The gui will let the in-house admin do most of the day to day stuff and if they screw it up, you can come undo everything at the command line. lol Frankly, tho, I never completely understood how my grandfather had to walk uphill to school, - both ways!

daveo2000
daveo2000

It looks like the goal here is to revive the mainframe with the cold realization that people don't actually want to learn as much as they used to about how things work. In the effort to drive down the cost of developers, much of the old school knowledge about resource management and efficient coding has gone the way of shade-tree mechanic. There are far fewer jobs out there that seem to want, let alone need, real computer science knowledge. Worse, I took a one week course on SOA (Service Oriented Architecture) and found out that they are using the same diagrams and concepts that I learned in Pascal 30 years ago. It is just that the terms we used now mean something else and the terms they use to describe the same things are completely different! Ack!

TechExec2
TechExec2

. I only know what I have read about this new initiative from IBM. But, it appears to be a genuine improvement in the way mainframe systems are monitored and managed. They are investing $100M. That's a pretty serious commitment and should produce observable results. And, since the software will be available at no additional charge, every mainframe system operator will get it and be able to use it. It sounds like a good commitment and good effort to me. We'll just have to wait and see how well they implement it.

daveo2000
daveo2000

So is this really that different from the PC packages that others have mentioned in this thread?
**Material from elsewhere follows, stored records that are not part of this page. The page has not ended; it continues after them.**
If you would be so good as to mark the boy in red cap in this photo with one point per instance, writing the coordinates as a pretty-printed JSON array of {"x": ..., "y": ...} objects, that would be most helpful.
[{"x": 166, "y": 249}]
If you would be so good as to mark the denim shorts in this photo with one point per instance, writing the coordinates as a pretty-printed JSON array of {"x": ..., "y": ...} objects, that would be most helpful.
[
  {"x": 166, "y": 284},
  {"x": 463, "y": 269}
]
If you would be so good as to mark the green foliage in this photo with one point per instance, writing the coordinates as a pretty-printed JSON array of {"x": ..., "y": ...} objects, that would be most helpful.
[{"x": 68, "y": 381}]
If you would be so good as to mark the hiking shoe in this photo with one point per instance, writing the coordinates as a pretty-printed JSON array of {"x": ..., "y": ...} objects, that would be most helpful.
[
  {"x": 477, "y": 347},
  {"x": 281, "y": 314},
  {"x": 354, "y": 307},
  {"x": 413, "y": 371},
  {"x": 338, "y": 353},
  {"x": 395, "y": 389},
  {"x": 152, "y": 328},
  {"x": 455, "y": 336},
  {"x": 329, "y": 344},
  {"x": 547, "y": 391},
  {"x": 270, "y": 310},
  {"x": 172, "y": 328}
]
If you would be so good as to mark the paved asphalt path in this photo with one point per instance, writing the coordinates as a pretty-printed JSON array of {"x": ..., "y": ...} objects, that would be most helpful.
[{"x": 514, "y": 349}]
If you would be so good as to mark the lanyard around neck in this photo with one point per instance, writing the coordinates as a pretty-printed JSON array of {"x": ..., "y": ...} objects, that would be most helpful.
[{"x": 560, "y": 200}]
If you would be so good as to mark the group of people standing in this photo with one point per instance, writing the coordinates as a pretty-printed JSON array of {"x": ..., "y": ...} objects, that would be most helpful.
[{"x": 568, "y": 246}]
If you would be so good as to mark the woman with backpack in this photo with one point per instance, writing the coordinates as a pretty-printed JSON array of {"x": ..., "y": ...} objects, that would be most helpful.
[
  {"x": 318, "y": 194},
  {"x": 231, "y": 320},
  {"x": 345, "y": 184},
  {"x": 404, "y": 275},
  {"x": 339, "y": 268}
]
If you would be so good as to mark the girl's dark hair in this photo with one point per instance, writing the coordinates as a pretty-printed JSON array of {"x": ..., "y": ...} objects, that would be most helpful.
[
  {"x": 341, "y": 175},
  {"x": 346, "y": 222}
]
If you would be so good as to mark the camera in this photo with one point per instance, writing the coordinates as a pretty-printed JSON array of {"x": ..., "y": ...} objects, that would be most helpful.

Is there anything special about this new drive from IBM?

minhajlk
minhajlk

calling the GUI users dumb. I do use the GUI's a lot these days with MS, so that's including me. What I meant was; a pro knows exactly what command and the appropriate switch to use with the problem in hand. On the other hand a GUI is limited, so you look dumb in way. Sorry for the delay in replying as we live on the opposite sides of the globe. Minhaj.

daveo2000
daveo2000

It is an interesting concept but seems a bit odd. One normally thinks of mainframes as a world of time slicing but not of context swaps at the rate of "smaller" servers. When I think of a GUI, I think of system level interupts for every mouse move and key press. One beauty of the timeshare environment is that you do what you need on the screen and then press the SUBMIT button to send the batch all at once. I suppose that it could make sense if what they are doing is, maybe, putting a processor in between the user and the number cruncher. Actually, it goes back to what other folks said in this thread about having a GUI on a PC and using that as the front end to the mainframe. Now, just move the GUI machine (motherboard, etc) into the mainframe cabinet and call it the I/O board.

Neon Samurai
Neon Samurai

I suspect, he didn't think to take the reverse route and walk downhill both ways. I sure did when I learned to stand on a skateboard but I'm still telling my daughter I went the other way and pludded up hill like Granpa.